Dengan dinobatkannya sebagai Player of the Match, Ziyech menjadi the Blues kedua yang memenangkan penghargaan tersebut di Qatar setelah Christian Pulisic yang tampil memukau saat AS bermain imbang tanpa gol melawan Inggris. Keduanya mengikuti jejak termasyhur dari bintang-bintang Chelsea yang telah mendapatkan penghargaan itu sejak FIFA pertama kali menerapkannya di setiap pertandingan turnamen 20 tahun lalu.


Para pemenang awalnya dipilih oleh kelompok teknis FIFA setelah setiap pertandingan dan sementara tidak ada pemain Chelsea yang mengklaim penghargaan tersebut pada tahun 2002, itu adalah cerita yang berbeda empat tahun kemudian ketika tidak kurang dari enam anggota tim Liga Primer asuhan Jose Mourinho memenangkan penghargaan Player of the Match.

Adalah Arjen Robben yang dalam Piala Dunia pertamanya untuk Belanda pada usia 22 memenangkan penghargaan dua kali setelah ia mencetak gol kemenangan 1-0 di laga pertama negaranya lawan Serbia dan Montenegro sebelum menjadi kreator gol Ruud van Nistelrooy saat menang 2-1 atas Pantai Gading. Pemain asal Belanda itu dinobatkan sebagai Player of the Match sebanyak enam kali, angka hanya bisa dilampaui oleh Lionel Messi dan Cristiano Ronaldo yang baru-baru ini mengumpulkan penghargaan ketujuh mereka di Qatar.

Anda bisa menonton gol Robben versus Serbia dan Montenegro di sini.

Meski Inggris tersingkir di perempat-final di Jerman, tiga bintang Chelsea mereka mendapatkan penghargaan individu pada 2006. Frank Lampard bersinar dalam kemenangan 1-0 The Three Lions atas Paraguay, John Terry membantu tim asuhan Sven-Goran Eriksson mempertahankan nirbobol saat mengalahkan Ekuador di babak 16 besar dan Joe Cole terpilih setelah mencetak gol ajaib jarak jauh dalam hasil imbang 2-2 dengan Swedia.

Sementara itu, Michael Essien diakui setelah membantu Ghana meraih kemenangan 2-0 atas Republik Ceko sementara Claude Makelele adalah pemain yang menonjol untuk Prancis saat mereka memulai kampanye mereka yang berlanjut ke final dengan hasil imbang 0-0 melawan Swiss.
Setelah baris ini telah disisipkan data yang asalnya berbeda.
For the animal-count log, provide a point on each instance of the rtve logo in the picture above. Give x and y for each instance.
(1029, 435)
Selain keenam pemain the Blues tersebut, beberapa pemain lain yang terkait dengan Chelsea menunjukkan penampilan yang luar biasa pada tahun 2006. Michael Ballack, yang pindah ke Stamford Bridge sebagai agen bebas setelah Piala Dunia, menerima penghargaan tersebut dua kali setelah Jerman mengalahkan Ekuador 3 -0 di babak penyisihan grup dan menyingkirkan Argentina dalam adu penalti di perempat-final, sementara Maniche, yang dipinjam dari Dynamo Moskwa di paruh kedua musim 2005/06 memenangkan penghargaannya setelah mencetak gol dalam pertandingan brutal Portugal yang menang 1-0 atas Belanda di babak 16 besar.

Setelah dipilih oleh komite teknis pada tahun 2002 dan 2006, pemenang penghargaan Player of the Match sejak 2010 dipilih melalui polling online di situs resmi FIFA.
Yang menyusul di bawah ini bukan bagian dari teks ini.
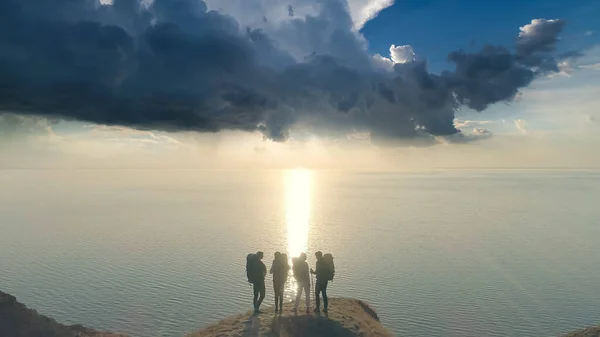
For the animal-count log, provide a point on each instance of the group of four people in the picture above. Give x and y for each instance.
(257, 271)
Dua pemain the Blues sukses dalam pemilihan tahun itu saat Ashley Cole meraih penghargaan setelah Inggris bermain imbang 0-0 dengan Aljazair dan Didier Drogba memberikan assist dalam kemenangan Pantai Gading 3-0 atas Korea Utara.

Di Brasil pada tahun 2014, David Luiz memenangkan penghargaannya setelah melepaskan tendangan bebas yang menakjubkan dalam kemenangan 2-1 di perempat-final lawan Kolombia sementara John Mikel Obi tampil menonjol untuk Nigeria saat mereka mengalahkan Bosnia 1-0 dalam perjalanan ke fase gugur.

Tonton kemenangan Brasil atas Kolombia di sini.

Eden Hazard meraih penghargaan Player of the Match Piala Dunia pertamanya di Brasil setelah mencetak assist untuk satu-satunya gol Belgia dalam kemenangan 1-0 atas Rusia sebelum ia menjadi kapten dan membintangi negaranya pada 2018 ketika ia memenangkan tiga penghargaan dalam kemenangan melawan Tunisia di fase pembukaan, Jepang di babak 16 besar dan Inggris di perebutan tempat ketiga.

Tonton kemenangan Belgia 5-2 atas Tunisia di 2018


Sementara ia juga memenangkan Bola Perak sebagai pemain terbaik kedua turnamen, Hazard cuma kalah dari N'Golo Kante-nya Chelsea yang memenangkan turnamen bersama Prancis dan dinobatkan sebagai Player of the Match saat bermain imbang 0-0 melawan Denmark.